Who is this presentation for?

  • Data scientists, machine learning engineers, data engineers, and those in healthcare and governance



Prerequisite knowledge

  • A basic understanding of machine learning

What you'll learn

  • Explore federated learning, which allows you to learn from data collected on lots of devices without moving the data itself off the device


Federated learning is distributed machine learning across edge devices with a number of twists that make it both challenging and broadly applicable. Training happens on the same devices that generate the data. Those edge users are often concerned about privacy and are thus unwilling to share their training data. And even when they’re willing to share the data, communication is unreliable and slow, so it may not be practical.

Chris Wallace offers a demonstration of a working prototype example of federated learning applied to a predictive maintenance problem. In this demo, customers aren’t willing to share the details of how their components failed with the manufacturer but want the manufacturer to provide them with a strategy to maintain the part. Chris shows how the prototype satisfies the customer’s privacy concerns while providing them with a model that leads to fewer costly failures and less maintenance downtime.

Along the way, Chris explores other examples, such as predictive text on cell phones, a person’s engagement with their own photos, machine learning in the browser applied to corporate text archives such as a team Slack or Google Drive, and machine learning on low-powered field devices in energy, agriculture, and logistics. The principles of data minimization established by the GDPR and the prevalence of smart sensors makes these use cases more common and the advantages of federated learning more compelling.

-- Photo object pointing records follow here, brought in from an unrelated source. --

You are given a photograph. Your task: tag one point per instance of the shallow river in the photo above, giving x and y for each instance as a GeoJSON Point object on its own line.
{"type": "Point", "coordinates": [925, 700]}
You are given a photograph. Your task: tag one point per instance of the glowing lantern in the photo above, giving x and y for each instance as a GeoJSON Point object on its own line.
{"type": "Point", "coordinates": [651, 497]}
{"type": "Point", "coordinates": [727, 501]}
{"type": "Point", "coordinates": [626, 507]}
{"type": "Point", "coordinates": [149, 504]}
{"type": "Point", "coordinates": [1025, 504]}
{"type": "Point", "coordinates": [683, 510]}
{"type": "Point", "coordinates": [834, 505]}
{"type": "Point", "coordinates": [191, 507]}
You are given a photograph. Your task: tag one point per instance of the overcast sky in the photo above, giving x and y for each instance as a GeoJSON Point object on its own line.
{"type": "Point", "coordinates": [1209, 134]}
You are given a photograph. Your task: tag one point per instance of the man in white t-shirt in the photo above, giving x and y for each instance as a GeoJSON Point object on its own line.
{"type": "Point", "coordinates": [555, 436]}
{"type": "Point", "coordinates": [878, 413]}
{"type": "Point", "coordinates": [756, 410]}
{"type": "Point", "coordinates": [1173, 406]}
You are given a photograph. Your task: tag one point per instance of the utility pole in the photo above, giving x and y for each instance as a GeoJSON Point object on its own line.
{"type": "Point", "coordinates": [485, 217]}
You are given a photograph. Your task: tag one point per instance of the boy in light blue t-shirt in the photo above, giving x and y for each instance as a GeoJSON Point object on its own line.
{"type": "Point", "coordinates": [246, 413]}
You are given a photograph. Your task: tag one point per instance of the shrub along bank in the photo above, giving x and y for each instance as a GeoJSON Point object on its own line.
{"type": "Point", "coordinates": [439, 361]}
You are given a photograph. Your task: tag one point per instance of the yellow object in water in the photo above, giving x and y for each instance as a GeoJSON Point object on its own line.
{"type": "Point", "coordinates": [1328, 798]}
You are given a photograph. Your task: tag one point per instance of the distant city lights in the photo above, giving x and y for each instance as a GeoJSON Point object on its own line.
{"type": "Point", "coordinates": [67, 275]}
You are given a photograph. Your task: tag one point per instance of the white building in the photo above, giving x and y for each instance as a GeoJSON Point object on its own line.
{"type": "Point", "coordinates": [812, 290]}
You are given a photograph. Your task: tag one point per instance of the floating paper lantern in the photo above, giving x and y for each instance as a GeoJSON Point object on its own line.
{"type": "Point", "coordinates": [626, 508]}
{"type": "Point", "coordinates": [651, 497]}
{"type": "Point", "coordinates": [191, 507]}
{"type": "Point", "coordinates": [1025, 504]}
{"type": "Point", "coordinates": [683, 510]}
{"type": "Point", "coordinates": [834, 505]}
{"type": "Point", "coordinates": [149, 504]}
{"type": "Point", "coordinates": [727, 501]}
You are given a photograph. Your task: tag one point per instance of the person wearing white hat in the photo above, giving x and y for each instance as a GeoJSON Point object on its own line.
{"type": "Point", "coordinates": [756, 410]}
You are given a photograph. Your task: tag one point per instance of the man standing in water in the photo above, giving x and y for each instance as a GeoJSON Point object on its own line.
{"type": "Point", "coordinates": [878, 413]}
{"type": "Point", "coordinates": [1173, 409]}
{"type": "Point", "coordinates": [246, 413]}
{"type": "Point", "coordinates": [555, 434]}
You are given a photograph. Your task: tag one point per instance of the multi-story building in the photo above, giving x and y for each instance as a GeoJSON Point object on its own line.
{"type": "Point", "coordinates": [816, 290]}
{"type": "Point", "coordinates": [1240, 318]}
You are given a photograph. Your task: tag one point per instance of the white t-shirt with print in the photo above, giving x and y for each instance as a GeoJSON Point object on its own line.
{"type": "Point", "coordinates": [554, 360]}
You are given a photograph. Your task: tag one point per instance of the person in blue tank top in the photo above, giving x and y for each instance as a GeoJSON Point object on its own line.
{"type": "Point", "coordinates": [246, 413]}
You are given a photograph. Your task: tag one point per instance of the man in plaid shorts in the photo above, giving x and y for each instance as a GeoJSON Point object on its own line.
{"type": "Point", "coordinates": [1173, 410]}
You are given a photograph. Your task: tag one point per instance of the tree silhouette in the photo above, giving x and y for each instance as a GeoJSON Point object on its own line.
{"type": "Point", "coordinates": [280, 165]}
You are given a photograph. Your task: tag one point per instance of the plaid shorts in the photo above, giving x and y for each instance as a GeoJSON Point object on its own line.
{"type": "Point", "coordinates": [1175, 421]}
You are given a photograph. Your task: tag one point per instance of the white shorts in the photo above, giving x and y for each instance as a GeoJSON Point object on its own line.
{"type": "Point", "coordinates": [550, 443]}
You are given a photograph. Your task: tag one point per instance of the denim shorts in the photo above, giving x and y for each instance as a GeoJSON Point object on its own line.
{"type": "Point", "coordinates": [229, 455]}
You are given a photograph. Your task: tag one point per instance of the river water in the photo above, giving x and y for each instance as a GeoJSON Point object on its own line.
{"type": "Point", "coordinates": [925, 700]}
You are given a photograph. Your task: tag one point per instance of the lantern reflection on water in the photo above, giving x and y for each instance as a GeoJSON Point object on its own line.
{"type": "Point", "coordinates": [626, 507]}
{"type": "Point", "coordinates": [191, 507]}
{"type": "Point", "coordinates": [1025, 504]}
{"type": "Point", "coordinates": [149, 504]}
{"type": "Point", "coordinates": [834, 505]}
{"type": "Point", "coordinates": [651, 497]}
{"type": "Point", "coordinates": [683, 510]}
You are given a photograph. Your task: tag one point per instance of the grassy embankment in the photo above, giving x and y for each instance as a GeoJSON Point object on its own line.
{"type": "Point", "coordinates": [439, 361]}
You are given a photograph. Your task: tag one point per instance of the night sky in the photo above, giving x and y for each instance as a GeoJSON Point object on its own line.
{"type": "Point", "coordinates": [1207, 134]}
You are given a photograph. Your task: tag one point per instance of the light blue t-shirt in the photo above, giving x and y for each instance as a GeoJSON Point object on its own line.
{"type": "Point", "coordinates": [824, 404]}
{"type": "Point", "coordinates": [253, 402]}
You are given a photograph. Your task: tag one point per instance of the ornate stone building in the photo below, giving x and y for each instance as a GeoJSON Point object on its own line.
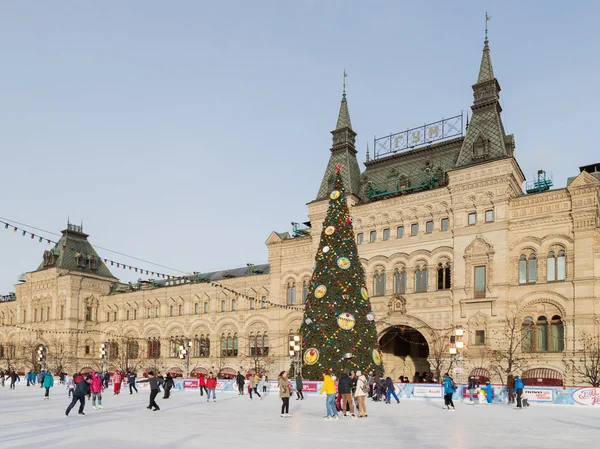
{"type": "Point", "coordinates": [449, 240]}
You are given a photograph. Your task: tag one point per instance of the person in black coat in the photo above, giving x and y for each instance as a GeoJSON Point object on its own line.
{"type": "Point", "coordinates": [154, 382]}
{"type": "Point", "coordinates": [168, 385]}
{"type": "Point", "coordinates": [345, 389]}
{"type": "Point", "coordinates": [81, 391]}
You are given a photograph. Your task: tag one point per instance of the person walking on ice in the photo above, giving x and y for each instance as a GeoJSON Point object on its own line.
{"type": "Point", "coordinates": [81, 391]}
{"type": "Point", "coordinates": [153, 381]}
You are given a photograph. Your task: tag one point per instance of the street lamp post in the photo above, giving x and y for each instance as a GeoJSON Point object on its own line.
{"type": "Point", "coordinates": [295, 353]}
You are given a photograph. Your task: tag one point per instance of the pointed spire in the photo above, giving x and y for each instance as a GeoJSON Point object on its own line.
{"type": "Point", "coordinates": [486, 71]}
{"type": "Point", "coordinates": [344, 115]}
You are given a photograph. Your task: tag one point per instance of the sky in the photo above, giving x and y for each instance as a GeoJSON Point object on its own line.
{"type": "Point", "coordinates": [185, 132]}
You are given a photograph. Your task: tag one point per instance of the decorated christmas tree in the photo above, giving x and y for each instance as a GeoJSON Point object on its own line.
{"type": "Point", "coordinates": [338, 330]}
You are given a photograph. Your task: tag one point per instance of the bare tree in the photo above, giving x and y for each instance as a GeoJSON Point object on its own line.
{"type": "Point", "coordinates": [509, 357]}
{"type": "Point", "coordinates": [588, 366]}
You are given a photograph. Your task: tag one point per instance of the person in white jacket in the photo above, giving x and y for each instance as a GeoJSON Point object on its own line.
{"type": "Point", "coordinates": [362, 389]}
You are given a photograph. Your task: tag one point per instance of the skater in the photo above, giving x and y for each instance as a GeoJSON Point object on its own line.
{"type": "Point", "coordinates": [81, 391]}
{"type": "Point", "coordinates": [519, 389]}
{"type": "Point", "coordinates": [48, 383]}
{"type": "Point", "coordinates": [329, 389]}
{"type": "Point", "coordinates": [489, 392]}
{"type": "Point", "coordinates": [202, 384]}
{"type": "Point", "coordinates": [168, 385]}
{"type": "Point", "coordinates": [252, 381]}
{"type": "Point", "coordinates": [449, 389]}
{"type": "Point", "coordinates": [211, 386]}
{"type": "Point", "coordinates": [240, 381]}
{"type": "Point", "coordinates": [510, 386]}
{"type": "Point", "coordinates": [473, 387]}
{"type": "Point", "coordinates": [299, 386]}
{"type": "Point", "coordinates": [345, 389]}
{"type": "Point", "coordinates": [96, 388]}
{"type": "Point", "coordinates": [154, 381]}
{"type": "Point", "coordinates": [285, 391]}
{"type": "Point", "coordinates": [362, 389]}
{"type": "Point", "coordinates": [525, 399]}
{"type": "Point", "coordinates": [391, 390]}
{"type": "Point", "coordinates": [70, 385]}
{"type": "Point", "coordinates": [117, 379]}
{"type": "Point", "coordinates": [131, 382]}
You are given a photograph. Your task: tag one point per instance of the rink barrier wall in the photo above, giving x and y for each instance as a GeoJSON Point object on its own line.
{"type": "Point", "coordinates": [586, 396]}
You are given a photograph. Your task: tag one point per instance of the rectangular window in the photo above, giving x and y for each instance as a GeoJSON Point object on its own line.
{"type": "Point", "coordinates": [480, 282]}
{"type": "Point", "coordinates": [479, 338]}
{"type": "Point", "coordinates": [444, 224]}
{"type": "Point", "coordinates": [399, 232]}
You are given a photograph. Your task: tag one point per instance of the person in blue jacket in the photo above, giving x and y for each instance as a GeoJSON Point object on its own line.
{"type": "Point", "coordinates": [449, 389]}
{"type": "Point", "coordinates": [489, 392]}
{"type": "Point", "coordinates": [48, 383]}
{"type": "Point", "coordinates": [519, 389]}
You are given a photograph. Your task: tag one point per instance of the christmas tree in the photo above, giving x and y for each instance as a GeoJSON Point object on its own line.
{"type": "Point", "coordinates": [338, 330]}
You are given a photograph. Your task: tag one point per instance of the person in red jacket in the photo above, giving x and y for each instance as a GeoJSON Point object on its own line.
{"type": "Point", "coordinates": [211, 386]}
{"type": "Point", "coordinates": [96, 389]}
{"type": "Point", "coordinates": [117, 379]}
{"type": "Point", "coordinates": [202, 382]}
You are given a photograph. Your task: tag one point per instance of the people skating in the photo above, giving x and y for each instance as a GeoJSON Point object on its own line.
{"type": "Point", "coordinates": [285, 391]}
{"type": "Point", "coordinates": [472, 387]}
{"type": "Point", "coordinates": [48, 383]}
{"type": "Point", "coordinates": [510, 387]}
{"type": "Point", "coordinates": [345, 390]}
{"type": "Point", "coordinates": [362, 389]}
{"type": "Point", "coordinates": [240, 380]}
{"type": "Point", "coordinates": [131, 382]}
{"type": "Point", "coordinates": [211, 387]}
{"type": "Point", "coordinates": [117, 380]}
{"type": "Point", "coordinates": [154, 390]}
{"type": "Point", "coordinates": [449, 389]}
{"type": "Point", "coordinates": [519, 389]}
{"type": "Point", "coordinates": [299, 395]}
{"type": "Point", "coordinates": [390, 390]}
{"type": "Point", "coordinates": [81, 391]}
{"type": "Point", "coordinates": [96, 387]}
{"type": "Point", "coordinates": [489, 392]}
{"type": "Point", "coordinates": [329, 389]}
{"type": "Point", "coordinates": [202, 384]}
{"type": "Point", "coordinates": [168, 385]}
{"type": "Point", "coordinates": [14, 378]}
{"type": "Point", "coordinates": [70, 385]}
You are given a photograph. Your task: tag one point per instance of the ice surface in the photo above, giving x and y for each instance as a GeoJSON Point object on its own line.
{"type": "Point", "coordinates": [187, 421]}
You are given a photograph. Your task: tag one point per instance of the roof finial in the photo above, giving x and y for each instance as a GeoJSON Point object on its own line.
{"type": "Point", "coordinates": [487, 19]}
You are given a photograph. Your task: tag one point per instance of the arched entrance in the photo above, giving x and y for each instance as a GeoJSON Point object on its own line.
{"type": "Point", "coordinates": [542, 377]}
{"type": "Point", "coordinates": [405, 353]}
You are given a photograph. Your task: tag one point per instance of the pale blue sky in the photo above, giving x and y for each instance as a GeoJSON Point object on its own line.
{"type": "Point", "coordinates": [184, 132]}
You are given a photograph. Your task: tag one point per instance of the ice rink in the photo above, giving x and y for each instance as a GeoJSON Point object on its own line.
{"type": "Point", "coordinates": [186, 421]}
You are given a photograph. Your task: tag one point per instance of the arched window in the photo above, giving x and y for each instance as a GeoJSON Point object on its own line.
{"type": "Point", "coordinates": [444, 276]}
{"type": "Point", "coordinates": [421, 279]}
{"type": "Point", "coordinates": [527, 269]}
{"type": "Point", "coordinates": [557, 266]}
{"type": "Point", "coordinates": [400, 281]}
{"type": "Point", "coordinates": [379, 283]}
{"type": "Point", "coordinates": [291, 293]}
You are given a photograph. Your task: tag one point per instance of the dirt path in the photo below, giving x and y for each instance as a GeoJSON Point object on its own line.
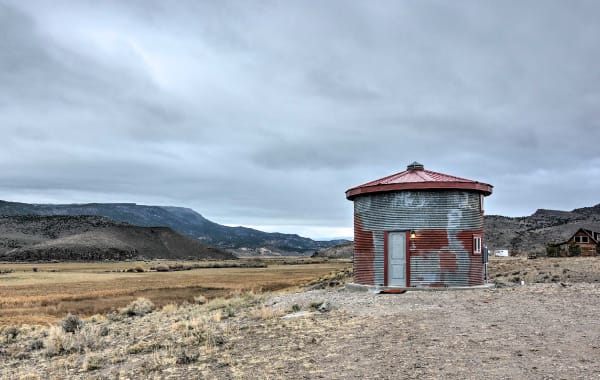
{"type": "Point", "coordinates": [536, 331]}
{"type": "Point", "coordinates": [542, 331]}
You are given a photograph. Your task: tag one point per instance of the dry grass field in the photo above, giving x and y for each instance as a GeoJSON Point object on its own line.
{"type": "Point", "coordinates": [544, 329]}
{"type": "Point", "coordinates": [53, 290]}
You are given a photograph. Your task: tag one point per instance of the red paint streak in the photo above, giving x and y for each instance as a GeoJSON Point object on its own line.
{"type": "Point", "coordinates": [428, 241]}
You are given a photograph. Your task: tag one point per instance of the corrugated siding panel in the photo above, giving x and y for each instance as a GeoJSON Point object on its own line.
{"type": "Point", "coordinates": [444, 221]}
{"type": "Point", "coordinates": [445, 258]}
{"type": "Point", "coordinates": [363, 255]}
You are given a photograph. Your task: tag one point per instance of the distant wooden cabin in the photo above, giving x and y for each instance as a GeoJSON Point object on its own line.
{"type": "Point", "coordinates": [586, 240]}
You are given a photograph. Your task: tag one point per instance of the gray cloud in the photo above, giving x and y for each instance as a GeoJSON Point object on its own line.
{"type": "Point", "coordinates": [264, 113]}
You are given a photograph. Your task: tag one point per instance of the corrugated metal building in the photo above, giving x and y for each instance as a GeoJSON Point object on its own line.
{"type": "Point", "coordinates": [419, 228]}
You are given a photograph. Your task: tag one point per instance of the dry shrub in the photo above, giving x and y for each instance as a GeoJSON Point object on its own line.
{"type": "Point", "coordinates": [71, 323]}
{"type": "Point", "coordinates": [193, 330]}
{"type": "Point", "coordinates": [9, 333]}
{"type": "Point", "coordinates": [140, 306]}
{"type": "Point", "coordinates": [265, 313]}
{"type": "Point", "coordinates": [91, 363]}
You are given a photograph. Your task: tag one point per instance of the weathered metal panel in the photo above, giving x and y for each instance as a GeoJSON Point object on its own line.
{"type": "Point", "coordinates": [444, 221]}
{"type": "Point", "coordinates": [445, 258]}
{"type": "Point", "coordinates": [363, 254]}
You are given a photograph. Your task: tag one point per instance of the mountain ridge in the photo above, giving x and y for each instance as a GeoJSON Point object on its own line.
{"type": "Point", "coordinates": [183, 220]}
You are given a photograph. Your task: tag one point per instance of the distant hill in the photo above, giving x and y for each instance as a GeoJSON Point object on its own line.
{"type": "Point", "coordinates": [183, 220]}
{"type": "Point", "coordinates": [340, 251]}
{"type": "Point", "coordinates": [93, 238]}
{"type": "Point", "coordinates": [532, 233]}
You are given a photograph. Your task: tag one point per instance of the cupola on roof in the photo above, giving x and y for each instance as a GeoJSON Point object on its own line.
{"type": "Point", "coordinates": [415, 177]}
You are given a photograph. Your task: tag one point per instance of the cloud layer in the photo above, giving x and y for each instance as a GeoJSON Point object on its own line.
{"type": "Point", "coordinates": [263, 113]}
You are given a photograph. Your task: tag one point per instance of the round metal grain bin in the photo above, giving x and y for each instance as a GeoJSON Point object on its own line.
{"type": "Point", "coordinates": [419, 228]}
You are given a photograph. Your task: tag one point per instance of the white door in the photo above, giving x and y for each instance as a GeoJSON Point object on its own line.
{"type": "Point", "coordinates": [396, 259]}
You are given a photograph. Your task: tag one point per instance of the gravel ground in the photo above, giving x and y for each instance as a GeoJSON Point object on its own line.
{"type": "Point", "coordinates": [536, 331]}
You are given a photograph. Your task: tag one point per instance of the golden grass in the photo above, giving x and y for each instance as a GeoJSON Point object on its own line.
{"type": "Point", "coordinates": [86, 289]}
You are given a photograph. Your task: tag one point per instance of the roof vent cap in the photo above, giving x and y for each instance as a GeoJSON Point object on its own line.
{"type": "Point", "coordinates": [415, 166]}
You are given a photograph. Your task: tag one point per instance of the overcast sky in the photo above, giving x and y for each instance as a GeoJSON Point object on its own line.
{"type": "Point", "coordinates": [262, 113]}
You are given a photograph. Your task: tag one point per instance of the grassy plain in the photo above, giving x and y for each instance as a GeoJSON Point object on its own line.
{"type": "Point", "coordinates": [52, 290]}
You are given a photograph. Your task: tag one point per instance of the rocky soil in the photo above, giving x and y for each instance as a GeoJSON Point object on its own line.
{"type": "Point", "coordinates": [535, 331]}
{"type": "Point", "coordinates": [530, 234]}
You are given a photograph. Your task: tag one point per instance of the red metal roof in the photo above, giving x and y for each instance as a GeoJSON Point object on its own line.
{"type": "Point", "coordinates": [415, 177]}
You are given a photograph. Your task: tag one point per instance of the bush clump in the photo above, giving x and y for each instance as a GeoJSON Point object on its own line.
{"type": "Point", "coordinates": [71, 323]}
{"type": "Point", "coordinates": [140, 306]}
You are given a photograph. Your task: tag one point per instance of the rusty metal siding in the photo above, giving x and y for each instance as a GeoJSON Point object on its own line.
{"type": "Point", "coordinates": [363, 254]}
{"type": "Point", "coordinates": [379, 257]}
{"type": "Point", "coordinates": [444, 221]}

Join in to get an introduction to the algorithmic and production techniques of federated learning and the privacy-preserving, fault-tolerant product opportunities they offer.

Chris Wallace


Chris Wallace is a data scientist at Cloudera Fast Forward Labs, where he works on making breakthroughs in machine intelligence accessible and applicable in the “real world.” He has previous experience doing data science in organizations both large (the UK NHS) and small (as the first employee at a tech startup). Chris likes building data products and cares deeply about making technology work for people, not vice versa. He holds a PhD in particle physics from the University of Durham.